Gabriel Landeskog’s remarkable comeback leads to Masterton nomination
Photo credit: Charles LeClaire-Imagn Images
Gabriel Landeskog is back in the spotlight after earning Colorado's nomination for the 2026 Bill Masterton Memorial Trophy.
That's not a throwaway note on the hockey calendar. It's one of the league's most respected honors, and it lands on players whose road back says something real about the sport.
In Landeskog's case, the nomination carries weight because his path hasn't looked clean or easy. It's been long, public, and packed with questions about whether he could still get back to NHL action.
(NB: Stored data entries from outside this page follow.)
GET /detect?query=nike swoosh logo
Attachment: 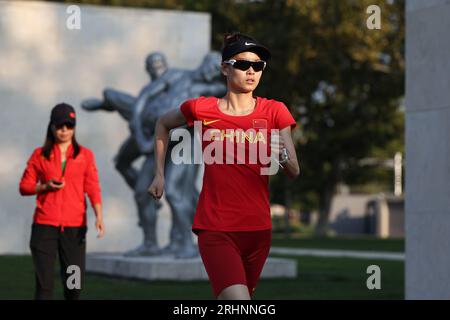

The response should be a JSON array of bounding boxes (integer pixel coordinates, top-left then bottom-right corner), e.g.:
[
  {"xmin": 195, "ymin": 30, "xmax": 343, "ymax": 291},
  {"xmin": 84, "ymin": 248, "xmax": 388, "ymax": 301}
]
[
  {"xmin": 245, "ymin": 42, "xmax": 256, "ymax": 46},
  {"xmin": 203, "ymin": 119, "xmax": 220, "ymax": 126}
]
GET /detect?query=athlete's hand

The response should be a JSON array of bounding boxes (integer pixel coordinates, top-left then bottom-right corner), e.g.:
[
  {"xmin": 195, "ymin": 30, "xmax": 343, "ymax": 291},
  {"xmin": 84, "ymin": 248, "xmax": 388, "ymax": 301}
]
[{"xmin": 148, "ymin": 175, "xmax": 164, "ymax": 200}]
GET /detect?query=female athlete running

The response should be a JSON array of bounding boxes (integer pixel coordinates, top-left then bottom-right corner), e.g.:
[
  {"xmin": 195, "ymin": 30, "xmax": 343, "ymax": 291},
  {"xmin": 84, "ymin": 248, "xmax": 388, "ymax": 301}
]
[{"xmin": 148, "ymin": 32, "xmax": 299, "ymax": 300}]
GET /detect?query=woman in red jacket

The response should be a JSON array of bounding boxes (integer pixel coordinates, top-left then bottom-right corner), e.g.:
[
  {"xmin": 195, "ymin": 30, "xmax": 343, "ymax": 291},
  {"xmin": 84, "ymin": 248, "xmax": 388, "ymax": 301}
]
[
  {"xmin": 148, "ymin": 33, "xmax": 300, "ymax": 299},
  {"xmin": 19, "ymin": 103, "xmax": 105, "ymax": 300}
]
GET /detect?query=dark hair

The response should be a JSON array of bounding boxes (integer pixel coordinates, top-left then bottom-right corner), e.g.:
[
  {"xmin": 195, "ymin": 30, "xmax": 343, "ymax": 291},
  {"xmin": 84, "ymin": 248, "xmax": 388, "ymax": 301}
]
[{"xmin": 42, "ymin": 122, "xmax": 80, "ymax": 160}]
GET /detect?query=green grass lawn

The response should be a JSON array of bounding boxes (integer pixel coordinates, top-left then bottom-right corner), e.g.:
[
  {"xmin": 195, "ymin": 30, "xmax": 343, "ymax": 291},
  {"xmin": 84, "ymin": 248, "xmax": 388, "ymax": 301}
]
[
  {"xmin": 271, "ymin": 234, "xmax": 404, "ymax": 252},
  {"xmin": 0, "ymin": 253, "xmax": 403, "ymax": 300}
]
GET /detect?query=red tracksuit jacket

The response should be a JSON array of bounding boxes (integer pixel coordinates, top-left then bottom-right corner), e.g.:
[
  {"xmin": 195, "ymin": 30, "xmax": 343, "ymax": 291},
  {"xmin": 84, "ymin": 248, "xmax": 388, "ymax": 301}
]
[{"xmin": 19, "ymin": 143, "xmax": 102, "ymax": 228}]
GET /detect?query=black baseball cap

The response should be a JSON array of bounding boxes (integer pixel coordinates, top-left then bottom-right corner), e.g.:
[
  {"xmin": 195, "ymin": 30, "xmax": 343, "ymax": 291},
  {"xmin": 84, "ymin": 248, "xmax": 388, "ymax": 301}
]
[
  {"xmin": 50, "ymin": 103, "xmax": 76, "ymax": 127},
  {"xmin": 221, "ymin": 33, "xmax": 271, "ymax": 62}
]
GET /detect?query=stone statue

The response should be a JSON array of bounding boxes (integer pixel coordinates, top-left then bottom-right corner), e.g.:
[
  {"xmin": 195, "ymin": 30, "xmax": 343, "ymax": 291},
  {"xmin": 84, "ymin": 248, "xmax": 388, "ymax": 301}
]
[
  {"xmin": 81, "ymin": 51, "xmax": 225, "ymax": 259},
  {"xmin": 82, "ymin": 52, "xmax": 184, "ymax": 256},
  {"xmin": 82, "ymin": 52, "xmax": 184, "ymax": 191},
  {"xmin": 131, "ymin": 51, "xmax": 225, "ymax": 258}
]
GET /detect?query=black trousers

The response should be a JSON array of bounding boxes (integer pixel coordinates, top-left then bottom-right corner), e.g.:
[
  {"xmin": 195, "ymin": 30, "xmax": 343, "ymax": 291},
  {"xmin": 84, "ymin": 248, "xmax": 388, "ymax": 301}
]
[{"xmin": 29, "ymin": 223, "xmax": 87, "ymax": 300}]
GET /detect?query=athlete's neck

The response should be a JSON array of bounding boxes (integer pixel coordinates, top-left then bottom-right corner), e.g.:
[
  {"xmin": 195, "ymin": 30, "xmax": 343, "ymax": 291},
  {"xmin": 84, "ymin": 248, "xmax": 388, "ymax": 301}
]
[{"xmin": 220, "ymin": 92, "xmax": 256, "ymax": 116}]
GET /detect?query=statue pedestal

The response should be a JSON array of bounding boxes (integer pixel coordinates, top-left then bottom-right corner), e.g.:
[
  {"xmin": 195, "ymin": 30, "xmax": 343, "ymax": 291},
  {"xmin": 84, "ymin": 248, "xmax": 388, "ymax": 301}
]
[{"xmin": 86, "ymin": 253, "xmax": 297, "ymax": 281}]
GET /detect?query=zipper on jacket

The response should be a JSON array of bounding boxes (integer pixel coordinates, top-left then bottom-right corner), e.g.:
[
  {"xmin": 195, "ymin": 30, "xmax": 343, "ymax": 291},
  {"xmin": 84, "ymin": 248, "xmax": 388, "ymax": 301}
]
[
  {"xmin": 55, "ymin": 144, "xmax": 67, "ymax": 232},
  {"xmin": 59, "ymin": 157, "xmax": 71, "ymax": 233}
]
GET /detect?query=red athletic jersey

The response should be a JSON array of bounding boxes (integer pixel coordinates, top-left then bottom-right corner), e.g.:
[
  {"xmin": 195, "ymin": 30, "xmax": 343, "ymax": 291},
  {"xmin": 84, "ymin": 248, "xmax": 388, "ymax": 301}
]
[{"xmin": 180, "ymin": 96, "xmax": 297, "ymax": 233}]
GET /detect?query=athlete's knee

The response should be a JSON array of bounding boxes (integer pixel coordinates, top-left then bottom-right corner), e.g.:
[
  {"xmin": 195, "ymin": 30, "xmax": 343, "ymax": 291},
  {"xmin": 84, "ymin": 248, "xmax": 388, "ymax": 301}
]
[{"xmin": 217, "ymin": 284, "xmax": 250, "ymax": 300}]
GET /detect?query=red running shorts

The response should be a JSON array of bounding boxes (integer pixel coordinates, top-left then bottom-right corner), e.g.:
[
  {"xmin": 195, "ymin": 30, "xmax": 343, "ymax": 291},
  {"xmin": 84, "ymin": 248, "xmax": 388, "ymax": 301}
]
[{"xmin": 197, "ymin": 229, "xmax": 272, "ymax": 298}]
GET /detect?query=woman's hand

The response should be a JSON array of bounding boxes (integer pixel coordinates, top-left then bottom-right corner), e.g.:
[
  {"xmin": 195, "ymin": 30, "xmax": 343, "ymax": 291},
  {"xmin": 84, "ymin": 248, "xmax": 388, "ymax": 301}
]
[
  {"xmin": 148, "ymin": 174, "xmax": 164, "ymax": 200},
  {"xmin": 37, "ymin": 180, "xmax": 65, "ymax": 193},
  {"xmin": 47, "ymin": 180, "xmax": 65, "ymax": 190},
  {"xmin": 95, "ymin": 218, "xmax": 105, "ymax": 238}
]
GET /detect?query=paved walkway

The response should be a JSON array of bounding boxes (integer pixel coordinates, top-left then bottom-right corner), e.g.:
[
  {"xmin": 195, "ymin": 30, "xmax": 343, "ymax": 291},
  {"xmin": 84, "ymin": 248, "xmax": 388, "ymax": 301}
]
[{"xmin": 270, "ymin": 247, "xmax": 404, "ymax": 261}]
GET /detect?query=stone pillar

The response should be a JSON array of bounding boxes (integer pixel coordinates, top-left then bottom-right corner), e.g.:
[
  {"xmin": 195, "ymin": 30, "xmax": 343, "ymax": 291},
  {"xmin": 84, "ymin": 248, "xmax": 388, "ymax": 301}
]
[{"xmin": 406, "ymin": 0, "xmax": 450, "ymax": 299}]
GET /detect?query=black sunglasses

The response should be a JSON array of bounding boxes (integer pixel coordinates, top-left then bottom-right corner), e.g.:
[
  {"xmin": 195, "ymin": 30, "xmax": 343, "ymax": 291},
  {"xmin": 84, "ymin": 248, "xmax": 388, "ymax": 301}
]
[
  {"xmin": 224, "ymin": 59, "xmax": 267, "ymax": 72},
  {"xmin": 55, "ymin": 122, "xmax": 75, "ymax": 130}
]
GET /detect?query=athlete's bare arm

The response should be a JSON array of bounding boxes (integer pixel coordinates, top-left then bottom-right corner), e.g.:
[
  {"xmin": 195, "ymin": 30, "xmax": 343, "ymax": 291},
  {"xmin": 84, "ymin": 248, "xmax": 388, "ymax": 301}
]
[
  {"xmin": 279, "ymin": 126, "xmax": 300, "ymax": 178},
  {"xmin": 148, "ymin": 109, "xmax": 187, "ymax": 199}
]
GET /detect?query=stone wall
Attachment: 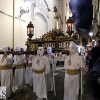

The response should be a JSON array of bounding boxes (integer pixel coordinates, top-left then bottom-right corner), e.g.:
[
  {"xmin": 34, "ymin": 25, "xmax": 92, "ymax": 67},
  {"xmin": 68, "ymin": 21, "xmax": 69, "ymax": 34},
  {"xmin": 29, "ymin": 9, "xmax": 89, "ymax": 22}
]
[{"xmin": 0, "ymin": 0, "xmax": 65, "ymax": 50}]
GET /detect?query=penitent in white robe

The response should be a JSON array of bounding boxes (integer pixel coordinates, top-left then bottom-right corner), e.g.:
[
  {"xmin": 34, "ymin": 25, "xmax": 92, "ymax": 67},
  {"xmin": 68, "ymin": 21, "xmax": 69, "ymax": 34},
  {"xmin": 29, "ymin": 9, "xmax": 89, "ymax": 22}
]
[
  {"xmin": 13, "ymin": 55, "xmax": 25, "ymax": 89},
  {"xmin": 0, "ymin": 54, "xmax": 13, "ymax": 97},
  {"xmin": 64, "ymin": 53, "xmax": 85, "ymax": 100},
  {"xmin": 49, "ymin": 54, "xmax": 57, "ymax": 71},
  {"xmin": 32, "ymin": 55, "xmax": 50, "ymax": 99},
  {"xmin": 25, "ymin": 55, "xmax": 33, "ymax": 85},
  {"xmin": 46, "ymin": 54, "xmax": 57, "ymax": 91}
]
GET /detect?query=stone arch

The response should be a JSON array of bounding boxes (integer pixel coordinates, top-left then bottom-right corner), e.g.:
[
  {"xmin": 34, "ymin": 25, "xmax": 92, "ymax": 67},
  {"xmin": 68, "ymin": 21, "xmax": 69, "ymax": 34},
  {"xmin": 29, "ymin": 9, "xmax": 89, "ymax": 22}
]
[{"xmin": 34, "ymin": 7, "xmax": 48, "ymax": 38}]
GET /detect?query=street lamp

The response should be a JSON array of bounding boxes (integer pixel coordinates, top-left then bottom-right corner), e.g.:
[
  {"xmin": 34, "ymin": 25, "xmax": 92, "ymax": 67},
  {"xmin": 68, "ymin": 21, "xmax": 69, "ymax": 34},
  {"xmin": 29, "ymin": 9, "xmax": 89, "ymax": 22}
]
[
  {"xmin": 89, "ymin": 31, "xmax": 93, "ymax": 37},
  {"xmin": 66, "ymin": 17, "xmax": 74, "ymax": 37},
  {"xmin": 27, "ymin": 21, "xmax": 34, "ymax": 39}
]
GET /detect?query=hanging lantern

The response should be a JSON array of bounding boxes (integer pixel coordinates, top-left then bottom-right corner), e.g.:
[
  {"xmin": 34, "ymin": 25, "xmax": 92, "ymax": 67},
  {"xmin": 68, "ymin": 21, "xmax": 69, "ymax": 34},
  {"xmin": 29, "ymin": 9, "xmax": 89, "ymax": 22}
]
[
  {"xmin": 66, "ymin": 17, "xmax": 74, "ymax": 37},
  {"xmin": 27, "ymin": 21, "xmax": 34, "ymax": 39}
]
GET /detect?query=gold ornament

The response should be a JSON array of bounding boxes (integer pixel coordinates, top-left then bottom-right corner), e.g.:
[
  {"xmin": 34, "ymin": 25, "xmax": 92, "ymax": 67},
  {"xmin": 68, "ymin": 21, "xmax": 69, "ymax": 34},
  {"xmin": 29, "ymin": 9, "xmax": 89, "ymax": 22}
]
[
  {"xmin": 36, "ymin": 59, "xmax": 40, "ymax": 66},
  {"xmin": 68, "ymin": 60, "xmax": 71, "ymax": 66}
]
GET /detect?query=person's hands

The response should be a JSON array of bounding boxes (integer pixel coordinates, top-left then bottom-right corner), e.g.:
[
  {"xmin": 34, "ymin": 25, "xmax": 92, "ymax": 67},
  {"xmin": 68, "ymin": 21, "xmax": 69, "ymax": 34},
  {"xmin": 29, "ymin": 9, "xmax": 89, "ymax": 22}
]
[
  {"xmin": 51, "ymin": 55, "xmax": 54, "ymax": 59},
  {"xmin": 0, "ymin": 49, "xmax": 3, "ymax": 52},
  {"xmin": 80, "ymin": 67, "xmax": 84, "ymax": 71},
  {"xmin": 3, "ymin": 50, "xmax": 7, "ymax": 58},
  {"xmin": 12, "ymin": 64, "xmax": 17, "ymax": 68},
  {"xmin": 42, "ymin": 68, "xmax": 45, "ymax": 72},
  {"xmin": 0, "ymin": 49, "xmax": 4, "ymax": 52}
]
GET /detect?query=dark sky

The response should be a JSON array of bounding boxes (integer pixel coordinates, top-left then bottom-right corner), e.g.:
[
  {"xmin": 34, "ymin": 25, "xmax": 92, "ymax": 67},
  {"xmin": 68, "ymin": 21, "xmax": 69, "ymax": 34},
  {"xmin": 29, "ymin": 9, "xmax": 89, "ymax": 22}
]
[{"xmin": 69, "ymin": 0, "xmax": 93, "ymax": 31}]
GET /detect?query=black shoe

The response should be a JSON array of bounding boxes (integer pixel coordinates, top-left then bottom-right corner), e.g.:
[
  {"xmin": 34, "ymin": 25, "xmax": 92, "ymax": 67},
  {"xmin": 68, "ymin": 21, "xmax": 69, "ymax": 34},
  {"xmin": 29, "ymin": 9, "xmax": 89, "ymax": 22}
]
[
  {"xmin": 48, "ymin": 91, "xmax": 52, "ymax": 95},
  {"xmin": 7, "ymin": 97, "xmax": 11, "ymax": 100}
]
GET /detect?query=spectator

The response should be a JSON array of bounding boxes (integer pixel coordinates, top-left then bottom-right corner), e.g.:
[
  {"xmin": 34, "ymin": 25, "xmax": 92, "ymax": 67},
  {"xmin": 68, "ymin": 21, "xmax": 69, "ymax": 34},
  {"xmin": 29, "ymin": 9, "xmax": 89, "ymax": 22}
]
[{"xmin": 90, "ymin": 40, "xmax": 100, "ymax": 99}]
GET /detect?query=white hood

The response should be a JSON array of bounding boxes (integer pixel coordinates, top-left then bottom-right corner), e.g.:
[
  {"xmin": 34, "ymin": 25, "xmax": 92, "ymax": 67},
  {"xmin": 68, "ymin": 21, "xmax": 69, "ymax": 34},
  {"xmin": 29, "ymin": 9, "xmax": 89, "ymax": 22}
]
[
  {"xmin": 37, "ymin": 47, "xmax": 44, "ymax": 56},
  {"xmin": 47, "ymin": 47, "xmax": 52, "ymax": 54},
  {"xmin": 16, "ymin": 47, "xmax": 21, "ymax": 51},
  {"xmin": 2, "ymin": 46, "xmax": 8, "ymax": 52},
  {"xmin": 69, "ymin": 41, "xmax": 78, "ymax": 55}
]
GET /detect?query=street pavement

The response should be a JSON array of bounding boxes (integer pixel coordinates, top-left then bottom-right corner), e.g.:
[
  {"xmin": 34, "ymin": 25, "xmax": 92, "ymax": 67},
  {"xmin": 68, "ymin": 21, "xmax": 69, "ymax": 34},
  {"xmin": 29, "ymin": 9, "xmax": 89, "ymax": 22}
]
[{"xmin": 1, "ymin": 67, "xmax": 100, "ymax": 100}]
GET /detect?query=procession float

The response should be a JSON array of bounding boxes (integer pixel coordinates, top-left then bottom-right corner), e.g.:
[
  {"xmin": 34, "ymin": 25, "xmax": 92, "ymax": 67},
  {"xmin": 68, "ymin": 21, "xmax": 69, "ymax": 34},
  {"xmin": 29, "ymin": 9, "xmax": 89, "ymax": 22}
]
[{"xmin": 25, "ymin": 28, "xmax": 79, "ymax": 54}]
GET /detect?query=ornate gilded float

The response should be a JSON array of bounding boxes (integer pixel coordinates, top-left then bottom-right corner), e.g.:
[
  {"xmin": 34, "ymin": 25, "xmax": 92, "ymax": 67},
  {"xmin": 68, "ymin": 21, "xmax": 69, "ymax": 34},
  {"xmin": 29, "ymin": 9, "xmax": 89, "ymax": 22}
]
[{"xmin": 25, "ymin": 29, "xmax": 79, "ymax": 53}]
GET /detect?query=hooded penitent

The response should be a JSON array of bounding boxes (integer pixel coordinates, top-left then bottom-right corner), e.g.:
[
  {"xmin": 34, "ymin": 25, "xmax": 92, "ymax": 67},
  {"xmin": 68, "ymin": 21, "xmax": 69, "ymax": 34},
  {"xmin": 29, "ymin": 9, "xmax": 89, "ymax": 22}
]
[
  {"xmin": 64, "ymin": 41, "xmax": 84, "ymax": 100},
  {"xmin": 32, "ymin": 46, "xmax": 50, "ymax": 99},
  {"xmin": 16, "ymin": 47, "xmax": 21, "ymax": 51},
  {"xmin": 47, "ymin": 47, "xmax": 52, "ymax": 54},
  {"xmin": 69, "ymin": 41, "xmax": 78, "ymax": 55},
  {"xmin": 0, "ymin": 46, "xmax": 12, "ymax": 97},
  {"xmin": 2, "ymin": 46, "xmax": 8, "ymax": 52},
  {"xmin": 37, "ymin": 47, "xmax": 44, "ymax": 56}
]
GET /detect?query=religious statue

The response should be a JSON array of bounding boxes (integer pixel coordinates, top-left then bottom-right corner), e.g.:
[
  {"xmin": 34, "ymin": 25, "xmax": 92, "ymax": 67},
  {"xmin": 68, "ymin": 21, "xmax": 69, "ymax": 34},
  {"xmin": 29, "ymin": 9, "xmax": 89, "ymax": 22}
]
[{"xmin": 53, "ymin": 6, "xmax": 61, "ymax": 29}]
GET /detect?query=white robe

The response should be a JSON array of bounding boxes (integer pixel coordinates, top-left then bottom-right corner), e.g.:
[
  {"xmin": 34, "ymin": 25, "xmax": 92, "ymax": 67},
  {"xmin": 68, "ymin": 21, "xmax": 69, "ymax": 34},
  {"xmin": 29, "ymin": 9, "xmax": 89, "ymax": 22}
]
[
  {"xmin": 32, "ymin": 55, "xmax": 50, "ymax": 98},
  {"xmin": 50, "ymin": 54, "xmax": 57, "ymax": 71},
  {"xmin": 57, "ymin": 54, "xmax": 65, "ymax": 62},
  {"xmin": 29, "ymin": 70, "xmax": 33, "ymax": 86},
  {"xmin": 25, "ymin": 55, "xmax": 33, "ymax": 84},
  {"xmin": 0, "ymin": 54, "xmax": 13, "ymax": 97},
  {"xmin": 46, "ymin": 54, "xmax": 57, "ymax": 91},
  {"xmin": 64, "ymin": 53, "xmax": 85, "ymax": 100},
  {"xmin": 54, "ymin": 56, "xmax": 57, "ymax": 71},
  {"xmin": 13, "ymin": 55, "xmax": 25, "ymax": 89}
]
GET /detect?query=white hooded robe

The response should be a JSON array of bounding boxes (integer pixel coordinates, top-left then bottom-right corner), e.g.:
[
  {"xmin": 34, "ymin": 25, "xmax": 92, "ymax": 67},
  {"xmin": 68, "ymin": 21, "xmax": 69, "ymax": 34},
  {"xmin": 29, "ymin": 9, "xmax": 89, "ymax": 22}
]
[
  {"xmin": 13, "ymin": 55, "xmax": 25, "ymax": 89},
  {"xmin": 64, "ymin": 42, "xmax": 85, "ymax": 100},
  {"xmin": 0, "ymin": 54, "xmax": 13, "ymax": 97},
  {"xmin": 64, "ymin": 54, "xmax": 81, "ymax": 100},
  {"xmin": 25, "ymin": 55, "xmax": 33, "ymax": 85},
  {"xmin": 32, "ymin": 55, "xmax": 50, "ymax": 98}
]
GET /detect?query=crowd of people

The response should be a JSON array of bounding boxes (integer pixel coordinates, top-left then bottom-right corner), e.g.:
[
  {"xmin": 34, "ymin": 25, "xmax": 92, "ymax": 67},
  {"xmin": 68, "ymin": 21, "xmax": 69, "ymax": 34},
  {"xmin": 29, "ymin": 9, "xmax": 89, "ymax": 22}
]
[
  {"xmin": 87, "ymin": 40, "xmax": 100, "ymax": 99},
  {"xmin": 1, "ymin": 40, "xmax": 100, "ymax": 100}
]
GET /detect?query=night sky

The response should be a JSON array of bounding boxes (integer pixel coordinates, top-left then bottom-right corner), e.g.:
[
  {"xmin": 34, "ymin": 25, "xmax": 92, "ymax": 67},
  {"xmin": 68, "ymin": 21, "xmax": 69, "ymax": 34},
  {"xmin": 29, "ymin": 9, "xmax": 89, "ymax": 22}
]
[{"xmin": 69, "ymin": 0, "xmax": 93, "ymax": 31}]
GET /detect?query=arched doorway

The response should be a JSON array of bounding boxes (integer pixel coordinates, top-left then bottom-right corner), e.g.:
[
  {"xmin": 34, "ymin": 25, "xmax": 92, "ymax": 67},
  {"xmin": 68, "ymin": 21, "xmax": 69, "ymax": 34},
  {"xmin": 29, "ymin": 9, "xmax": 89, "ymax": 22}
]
[{"xmin": 34, "ymin": 8, "xmax": 48, "ymax": 38}]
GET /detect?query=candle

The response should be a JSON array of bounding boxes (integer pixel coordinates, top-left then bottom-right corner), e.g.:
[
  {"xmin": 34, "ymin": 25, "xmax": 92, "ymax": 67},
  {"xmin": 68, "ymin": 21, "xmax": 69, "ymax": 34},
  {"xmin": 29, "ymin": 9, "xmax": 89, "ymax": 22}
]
[
  {"xmin": 81, "ymin": 56, "xmax": 82, "ymax": 67},
  {"xmin": 29, "ymin": 28, "xmax": 31, "ymax": 34},
  {"xmin": 80, "ymin": 56, "xmax": 83, "ymax": 100},
  {"xmin": 68, "ymin": 24, "xmax": 71, "ymax": 31}
]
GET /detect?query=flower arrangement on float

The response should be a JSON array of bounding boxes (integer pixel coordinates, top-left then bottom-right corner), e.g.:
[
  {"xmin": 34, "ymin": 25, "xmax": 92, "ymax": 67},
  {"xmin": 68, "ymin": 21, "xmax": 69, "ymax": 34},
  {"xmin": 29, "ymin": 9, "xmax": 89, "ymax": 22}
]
[
  {"xmin": 32, "ymin": 29, "xmax": 69, "ymax": 41},
  {"xmin": 26, "ymin": 29, "xmax": 79, "ymax": 43}
]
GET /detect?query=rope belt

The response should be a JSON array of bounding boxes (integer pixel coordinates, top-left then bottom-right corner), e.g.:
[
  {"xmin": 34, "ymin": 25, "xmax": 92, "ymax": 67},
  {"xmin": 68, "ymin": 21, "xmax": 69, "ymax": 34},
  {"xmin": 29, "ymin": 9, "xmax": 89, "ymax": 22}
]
[
  {"xmin": 67, "ymin": 69, "xmax": 79, "ymax": 75},
  {"xmin": 0, "ymin": 64, "xmax": 12, "ymax": 70},
  {"xmin": 16, "ymin": 63, "xmax": 25, "ymax": 69},
  {"xmin": 33, "ymin": 69, "xmax": 44, "ymax": 74},
  {"xmin": 26, "ymin": 63, "xmax": 32, "ymax": 67}
]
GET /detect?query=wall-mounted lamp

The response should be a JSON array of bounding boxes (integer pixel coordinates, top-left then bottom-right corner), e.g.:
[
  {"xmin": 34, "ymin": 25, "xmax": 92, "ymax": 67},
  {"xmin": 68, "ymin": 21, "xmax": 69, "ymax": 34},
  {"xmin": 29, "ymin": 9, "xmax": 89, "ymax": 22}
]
[{"xmin": 19, "ymin": 0, "xmax": 31, "ymax": 17}]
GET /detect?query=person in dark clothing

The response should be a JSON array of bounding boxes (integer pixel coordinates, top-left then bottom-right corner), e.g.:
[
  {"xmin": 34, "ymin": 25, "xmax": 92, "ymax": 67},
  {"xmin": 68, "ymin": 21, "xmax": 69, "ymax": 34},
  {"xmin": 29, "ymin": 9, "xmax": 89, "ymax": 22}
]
[
  {"xmin": 86, "ymin": 50, "xmax": 92, "ymax": 71},
  {"xmin": 90, "ymin": 40, "xmax": 100, "ymax": 98}
]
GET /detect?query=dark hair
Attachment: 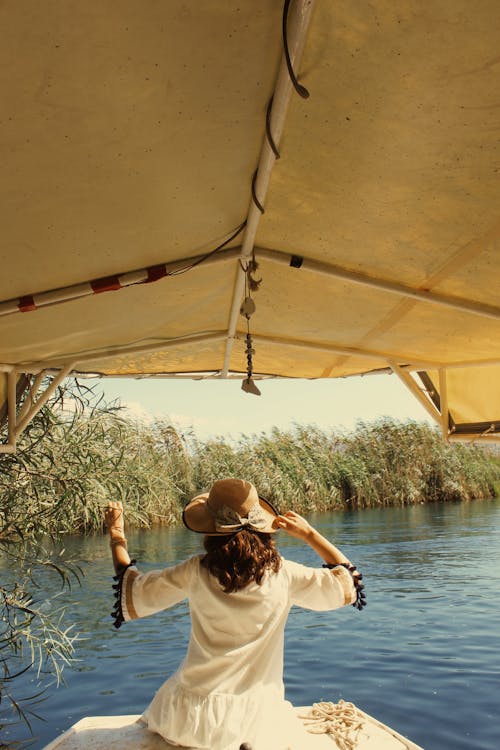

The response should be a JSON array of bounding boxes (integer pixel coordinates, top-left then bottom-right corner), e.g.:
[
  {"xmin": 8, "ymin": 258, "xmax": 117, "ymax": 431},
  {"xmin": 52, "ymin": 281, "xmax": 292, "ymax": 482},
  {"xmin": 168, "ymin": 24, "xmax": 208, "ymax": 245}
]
[{"xmin": 201, "ymin": 530, "xmax": 281, "ymax": 593}]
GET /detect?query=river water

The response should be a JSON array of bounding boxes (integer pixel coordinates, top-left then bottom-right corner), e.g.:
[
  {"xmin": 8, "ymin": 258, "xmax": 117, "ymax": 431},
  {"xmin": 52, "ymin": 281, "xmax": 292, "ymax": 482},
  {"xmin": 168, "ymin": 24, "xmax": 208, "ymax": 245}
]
[{"xmin": 3, "ymin": 497, "xmax": 500, "ymax": 750}]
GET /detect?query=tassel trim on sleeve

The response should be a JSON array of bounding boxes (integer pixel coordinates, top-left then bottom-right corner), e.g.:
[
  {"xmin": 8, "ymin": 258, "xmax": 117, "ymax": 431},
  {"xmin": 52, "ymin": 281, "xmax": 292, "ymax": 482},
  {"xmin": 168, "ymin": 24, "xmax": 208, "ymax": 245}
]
[
  {"xmin": 111, "ymin": 559, "xmax": 137, "ymax": 628},
  {"xmin": 322, "ymin": 562, "xmax": 366, "ymax": 611}
]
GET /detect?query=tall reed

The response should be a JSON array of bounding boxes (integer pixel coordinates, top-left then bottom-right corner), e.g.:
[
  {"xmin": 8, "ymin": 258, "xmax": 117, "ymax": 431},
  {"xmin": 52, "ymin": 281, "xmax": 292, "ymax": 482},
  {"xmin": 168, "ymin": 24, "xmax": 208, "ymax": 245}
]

The stat line gives the story some edge. After skating in 2 games with the Colorado Eagles in 2024-25, he returned to the Avalanche lineup in 2025-26 and played 56 games.
He didn't just dress and stand in the corner. Landeskog put up 12 goals and 33 points, which turned the conversation from sentiment to impact.
That matters with this award. The Masterton isn't handed out for nostalgia. It goes to the player who best shows perseverance, sportsmanship, and dedication to hockey.
A nomination that hits harder than a boxscore
Landeskog's case also stands on the body of work he has built over time. He has played 794 NHL games and produced 604 points, numbers that speak to both staying power and identity.
Then there's the playoff file. He has 74 postseason games and 71 points, the kind of production that tells you exactly what he has meant when the games tighten up.
Colorado drafted him 2nd overall in 2011, and he has spent the biggest years of his career tied to the Avalanche standard. That's why this nomination feels bigger than a routine team submission.
At 33, he's no longer being measured against projection or upside. He's being measured against the grind it took to get back into a league that moves fast and forgets even faster.
There's also a locker room angle here. Players notice who keeps pushing when the road gets ugly, and Landeskog's name on this ballot says his return carried meaning inside the room too.
The production helped, no doubt. But this nomination is really about the combination of presence, fight, and the fact he found a way back into the lineup with enough game left to matter.
For the Avalanche, it's another sign that Landeskog isn't just part of old highlights. He's part of the current picture again, and that gives this nomination real bite.